Industry experts estimate that the country may have lost as much as $50 billion worth of investment because of inability to develop adequate regulatory environment, as investors were uncertain of the country’s oil and gas outlook.
In the last three years, International Oil Companies (IOCs) operating in Nigeria have not shown willingness to do more investments in the upstream sector. This may not be unconnected with the delays in the passage of the PIB.
The Final Investment Decision (FID) on five offshore oil and gas projects have been put on hold, due to issues around fiscal terms, which the IOCs want the country to address in the proposed bill, to encourage investments in deepwater projects.
The five projects that their FID are being delayed include the 225,000bpd Bonga Southwest-Aparo project; 120,000bpd Zabazaba-Etan project; 140,000bpd Bosi project; 110,000bpd Uge project and 100,000bpd Nsiko deepwater project. These projects are estimated at over $23.5 billion as of 2018.
GlobalData in its report in April, “Africa Oil and Gas Projects Outlook to 2025 – Development Stage, Capacity, Capex and Contractor Details of All New Build and Expansion Projects” stated that Africa is expected to witness 428 oil and gas projects to commence operations during the period 2021-2025. Out of these, upstream and midstream sectors would witness the highest project starts with 129 projects each. Refinery and petrochemical segments would witness the start of operations of 65 and 105 projects respectively.

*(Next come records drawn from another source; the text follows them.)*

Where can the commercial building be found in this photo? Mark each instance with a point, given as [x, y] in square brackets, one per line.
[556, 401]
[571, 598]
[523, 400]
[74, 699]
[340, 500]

GlobalData noted that Nigeria accounts for 23 percent of the total projects expected to start operations during the 2021 to 2025 period. But inadequate investment in the upstream end of the industry may be a stumbling block to realizing these projects as well as generating enough revenue to fund the 2022 budget.
In its latest analysis, Fitch Solutions Country Risk & Industry Research, a global provider of country risk and industry analysis stated: “We expect Nigeria’s Risk Reward Indices score to improve in next quarter’s scoring, once the changes from the PIB are integrated into our analysis.
“On the upstream side of things, Nigeria is competing for investment on the global stage with newcomers Guyana, Senegal and Kenya while industry stalwarts Brazil and Norway continue to attract investment due to outsized reserves and friendly investor environment.
“Next quarter’s RRI should show Nigeria’s upstream position improve, although attracting new investment over other destinations is likely to be a race as overall investment is likely to decline in the long-term, as decarbonisation efforts divert more capital to alternative energy and high margin barrels. Existing discoveries of sizeable reserves are the most likely area of new investment.
“The biggest impact of the new PIB will be the increase in new investment expected from existing International Oil Companies, IOCs operating the deepwater sector. The oil majors are a significant part of the deepwater players and several have joint stakes in the key offshore growth projects, Bonga Southwest, Bonga North, Bonga Main Extension (OML 118), Preowei (OML 130), and Owowo (OML 139).”
Industry experts are of the view that the Federal Government needs to speedy up the implementation of PIA to spur investors to invest in the industry, and increase the country’s production output. Also, concerns around Covid-19 restrictions continue to pose a challenge to the Nigeria’s oil industry, as the country continues to battle the Covid-19 pandemic. They say that effort must be made to tackle Covid-19 pandemic. According to them, this is important to avoid a repeat of the challenges of 2020, with oil firms facing difficulties in transporting personnel to and from oil fields, as well as restrictions affecting pipeline and facilities maintenance. These, they say, will help to increase the country’s production output as well as revenue.